Retesting before surgery will also ensure that dry taps (i.e. no glue in ear at surgery) occur much less frequently, and that children are not subject to the hazards of anaesthesia and surgery for no reason.

The GRiP initiative

The programme agreed with Berkshire AHA is the following:-
  • Audit current practice to establish baseline.
  • Establish provisional waiting list and watchful waiting.
  • Establish audiology assessments at presentation, during watchful waiting, before and after surgery.
  • Monitor audological benefits and dry tap rate.
  • Audit new practice to establish change and benefit.
  • Indicate ways system can be improved.

GRiP for Glue Ear - The Future

If the study in Berkshire demonstrates that this system of dealing with glue ear provides a sensible way of delivering healthcare to the patients who need it, it will form the basis of purchaser-provider contracts for the following year for Oxfordshire, Buckinghamshire and Northamptonshire. Other regions may then also use the Berkshire GRiP initiative as the basis for their purchase of services.

The Whole Story?

Well, most of it anyway. However, glue ear seems to pop up in the most curious places - including the correspondence columns of The Times (December 28 1993).

Vice Admiral Sir Louis Le Bailly suffered from several episodes of glue ear following a war injury. Grommets helped on several occasions, but the third time glue ear occurred a Harley Street ENT consultant recommended a drug which did the trick. The Vice Admiral was told that this drug should be used in children to replace grommet operations, but that it was not available on prescription and that the manufacturer (Rhone-Poulenc Rorer) was supplying the drug free to several thousand children.

The Vice Admiral wrote to the then minister (Kenneth Clarke), using his style and title, reiterating the advice he had and commending the treatment for inclusion on the approved list. He says.....

"The answer I received was that if I was still under 18 and had had a tracheotomy the drug would be supplied".

This poses the question whether the drug (Mucodyne; carbocysteine), which does have the indication for children with glue ear, is effective.

Bandolier has found four papers on s-carboxymethylcysteine in glue ear (references below). None is particularly recent, nor did any have particularly large numbers, though three were randomised controlled trials. Statistical analysis was not profound.

Two studies showed improvement over about one month in children with bilateral glue ear, with improvements of the order of 10 dB HL occurring in more treated patients than in controls. A further study over three months (but with a high drop-out rate) showed no improvement in treatment over control.
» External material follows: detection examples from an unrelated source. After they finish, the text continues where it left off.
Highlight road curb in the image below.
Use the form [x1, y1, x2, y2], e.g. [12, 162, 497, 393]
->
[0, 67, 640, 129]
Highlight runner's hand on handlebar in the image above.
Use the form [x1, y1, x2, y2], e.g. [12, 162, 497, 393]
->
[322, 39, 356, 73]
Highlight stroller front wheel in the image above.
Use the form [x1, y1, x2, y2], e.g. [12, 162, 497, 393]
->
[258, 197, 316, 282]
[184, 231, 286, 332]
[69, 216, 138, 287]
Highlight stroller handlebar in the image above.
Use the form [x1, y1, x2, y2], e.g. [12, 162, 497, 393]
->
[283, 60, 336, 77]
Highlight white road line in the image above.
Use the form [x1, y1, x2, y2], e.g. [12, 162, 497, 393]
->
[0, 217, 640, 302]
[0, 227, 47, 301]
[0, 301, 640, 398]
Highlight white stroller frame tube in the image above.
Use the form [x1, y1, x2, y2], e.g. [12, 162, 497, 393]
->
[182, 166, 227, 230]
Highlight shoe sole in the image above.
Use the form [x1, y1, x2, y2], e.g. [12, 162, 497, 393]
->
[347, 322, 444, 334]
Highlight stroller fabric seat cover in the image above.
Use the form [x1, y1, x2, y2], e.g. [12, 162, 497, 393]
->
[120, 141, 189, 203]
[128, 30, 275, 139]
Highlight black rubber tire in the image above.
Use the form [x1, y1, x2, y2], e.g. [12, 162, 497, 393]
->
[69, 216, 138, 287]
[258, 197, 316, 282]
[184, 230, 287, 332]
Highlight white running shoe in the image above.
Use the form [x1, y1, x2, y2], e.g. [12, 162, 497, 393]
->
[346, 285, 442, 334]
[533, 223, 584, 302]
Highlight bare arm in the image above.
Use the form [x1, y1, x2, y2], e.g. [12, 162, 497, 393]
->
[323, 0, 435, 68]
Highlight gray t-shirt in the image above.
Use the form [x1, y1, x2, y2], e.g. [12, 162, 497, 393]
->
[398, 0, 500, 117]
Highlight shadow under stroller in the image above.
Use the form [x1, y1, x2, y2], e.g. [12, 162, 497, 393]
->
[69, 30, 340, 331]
The fourth study examined the use of s-carboxymethylcysteine in children undergoing myringotomy, with a one-month follow-up. Hearing improvement for treated children was 20 dB HL better than placebo on average.

References

Taylor & Dareshani, Br J Clin Pract 1975 29: 177-9
McGuinness, Br J Clin Pract 1977 31: 105-6.
Ramsden et al, J Laryngol and Otol 1977 9: 847-51.
Khan et al, J Laryngol and Otol 1981 95: 995-1001.

Mucodyne in glue ear

  • evidence for effectiveness insufficient: research/review needed.
  • allow to be used on a population if part of a RCT.